A new playground in South Auckland is using play to bring maramataka knowledge back to whānau beside the Puhinui River. Located at Wai-akatea (Raataa Vine Stream Reserve) directly beside the Puhinui stream, the space uses interactive play to connect local whānau with the environment.
The project was driven by maramataka practitioner Ayla Hoeta, who designed the playground to introduce the Māori lunar calendar to the community near her awa.
“The idea around a papa tākaro was to make this mātauranga more accessible for whānau and for tamariki, and so, through the papa tākaro, they get a basic understanding of maramataka through play.”

The playground features large posts carved at varying heights to map the phases of the moon physically, and the maramataka dial helps users navigate these shifts in real time.
“The dial has all of our 30 days of the maramataka in alignment in order, and then they are colour-coded based on the energy flow and the mauri states.
“We’ve used mauri states to try to explain the āhua of that time.”
Hoeta has also brought this knowledge to adults by helping develop Ao Maarama, a well-being app that lets users track their daily mauri and hauora straight from their phones.

Restoring the Awa’s Mauri
The project is the result of years of mahi by Hoeta alongside her iwi, Te Waiohua, who chose to build this educational hub directly beside their tupuna awa, the Puhinui River.
“Our tupuna awa has taken a beating,” she says. “It runs through an industrial area here in Manukau, so it became an ignored, sacred place that people were dumping rubbish and trolleys in. It was so sad to see the degradation of the awa.”

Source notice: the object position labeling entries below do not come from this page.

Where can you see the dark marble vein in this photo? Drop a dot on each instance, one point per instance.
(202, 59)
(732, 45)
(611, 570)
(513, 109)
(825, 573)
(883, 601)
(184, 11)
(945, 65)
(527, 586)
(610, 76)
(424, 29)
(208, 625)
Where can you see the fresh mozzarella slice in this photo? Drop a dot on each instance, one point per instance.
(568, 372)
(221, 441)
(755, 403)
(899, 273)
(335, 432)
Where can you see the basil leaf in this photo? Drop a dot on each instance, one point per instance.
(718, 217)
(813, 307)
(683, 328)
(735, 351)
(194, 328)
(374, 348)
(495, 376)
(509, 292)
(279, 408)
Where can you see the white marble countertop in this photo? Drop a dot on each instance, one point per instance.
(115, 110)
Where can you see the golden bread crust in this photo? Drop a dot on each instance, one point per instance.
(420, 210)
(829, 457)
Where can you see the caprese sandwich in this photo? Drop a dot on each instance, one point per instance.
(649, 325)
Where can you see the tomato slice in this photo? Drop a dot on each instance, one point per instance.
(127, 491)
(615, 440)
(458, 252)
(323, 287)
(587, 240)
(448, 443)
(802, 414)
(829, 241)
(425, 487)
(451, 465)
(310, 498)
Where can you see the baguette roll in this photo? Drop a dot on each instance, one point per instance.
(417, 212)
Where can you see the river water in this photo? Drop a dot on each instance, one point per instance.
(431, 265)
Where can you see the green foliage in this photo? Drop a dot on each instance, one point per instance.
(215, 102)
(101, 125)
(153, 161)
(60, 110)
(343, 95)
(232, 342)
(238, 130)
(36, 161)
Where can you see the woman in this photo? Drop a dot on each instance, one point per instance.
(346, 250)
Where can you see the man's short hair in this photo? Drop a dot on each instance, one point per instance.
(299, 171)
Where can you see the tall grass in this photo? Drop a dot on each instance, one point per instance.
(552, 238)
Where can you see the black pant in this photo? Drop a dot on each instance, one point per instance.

According to project organisers, getting permission to build the playground required navigating several years of local government regulations and council design frameworks to secure approval for the cultural installations on public land.
To support the return of the space, Te Waiohua has led ongoing community cleanups, planted native trees along the riverbanks to stabilise the soil, and advocated for stricter environmental controls on the surrounding Manukau industrial area.
Taking Maramataka Design Beyond the Playground
Hoeta’s design is backed by her role as a lecturer and researcher at the University of Auckland’s Faculty of Engineering and Design, where she focuses on making traditional knowledge a normal part of everyday life.
This mission previously saw her make history as the first Māori wahine researcher to travel to Antarctica to study how indigenous science sits alongside global climate research.
The extreme conditions there gave her a first-hand look at how the maramataka works in different environments, using the maramataka to track energy levels and well-being where standard clocks and calendars don’t apply.
She also flew the Tino Rangatiratanga flag to show that Māori voices belong in global science spaces.

For Hoeta, taking Māori science to the bottom of the world directly informs what she is building back in her community in South Auckland. Going forward, she wants to use this playground as a foundation to continue to design more public spaces, community gardens, and digital systems so local whānau can live in sync with the maramataka every day.